## 9.55, 6th edition (part c)

$\Delta G^{\circ}= \Delta H^{\circ} - T \Delta S^{\circ}$

$\Delta G^{\circ}= -RT\ln K$

$\Delta G^{\circ}= \sum \Delta G_{f}^{\circ}(products) - \sum \Delta G_{f}^{\circ}(reactants)$

Tyra Nguyen 4H
Posts: 74
Joined: Fri Sep 28, 2018 12:25 am

### 9.55, 6th edition (part c)

Question 9.55 asks you to write a balanced chemical equation for the formation reaction of various gases.
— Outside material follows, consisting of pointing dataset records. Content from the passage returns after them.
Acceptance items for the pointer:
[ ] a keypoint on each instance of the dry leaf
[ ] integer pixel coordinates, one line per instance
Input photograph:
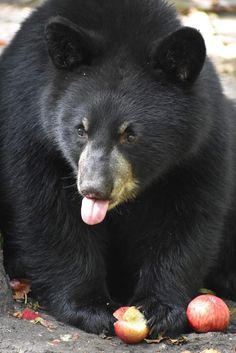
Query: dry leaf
(48, 324)
(54, 342)
(175, 341)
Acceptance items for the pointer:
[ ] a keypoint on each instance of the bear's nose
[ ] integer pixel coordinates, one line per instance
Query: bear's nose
(92, 192)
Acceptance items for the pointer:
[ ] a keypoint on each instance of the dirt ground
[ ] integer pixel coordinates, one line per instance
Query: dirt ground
(20, 336)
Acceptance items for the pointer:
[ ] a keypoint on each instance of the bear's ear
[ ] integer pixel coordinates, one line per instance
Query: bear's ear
(68, 45)
(181, 55)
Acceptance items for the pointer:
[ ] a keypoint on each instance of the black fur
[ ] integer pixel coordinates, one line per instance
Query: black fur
(115, 62)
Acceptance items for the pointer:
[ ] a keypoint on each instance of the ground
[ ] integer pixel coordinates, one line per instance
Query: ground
(20, 336)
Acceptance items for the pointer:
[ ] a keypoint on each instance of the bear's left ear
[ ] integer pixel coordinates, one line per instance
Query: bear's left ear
(181, 55)
(69, 45)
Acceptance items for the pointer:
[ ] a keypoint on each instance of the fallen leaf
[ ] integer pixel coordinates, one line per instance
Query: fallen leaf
(48, 324)
(54, 342)
(69, 337)
(173, 341)
(27, 314)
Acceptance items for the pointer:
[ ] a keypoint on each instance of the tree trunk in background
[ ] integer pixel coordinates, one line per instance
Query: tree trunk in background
(6, 302)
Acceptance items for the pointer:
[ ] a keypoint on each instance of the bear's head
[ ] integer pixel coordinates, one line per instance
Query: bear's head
(122, 112)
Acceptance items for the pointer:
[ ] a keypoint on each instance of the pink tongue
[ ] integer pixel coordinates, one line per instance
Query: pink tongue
(93, 211)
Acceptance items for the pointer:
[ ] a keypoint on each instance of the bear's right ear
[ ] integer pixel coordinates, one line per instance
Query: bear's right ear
(181, 55)
(69, 45)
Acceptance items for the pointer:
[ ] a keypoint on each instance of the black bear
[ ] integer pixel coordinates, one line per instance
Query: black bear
(117, 163)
In part C, it asks you to do so for CO(g). Why do you use C(s, graphite) for the chemical equation and not C(s, diamond) or C(g)? Is C(s, graphite) the most stable form of carbon?

Hovik Mike Mkryan 2I
Posts: 95
Joined: Fri Sep 28, 2018 12:25 am

### Re: 9.55, 6th edition (part c)

Hello,
I believe professor Lavelle mentioned in class that at room temperature the most stable is graphite and at higher temperatures diamond can become more stable. Hope this helped!

Steven Garcia 1H
Posts: 79
Joined: Fri Sep 28, 2018 12:16 am

### Re: 9.55, 6th edition (part c)

C(s, graphite) is the most stable element of carbon so that's why you would use C(s, graphite) as opposed to C(s, diamond). This can be confirmed if you look at the appendix of the textbook. The enthalpy of formation of C(s, graphite) is 0, which is what we expect for elements in their most stable form.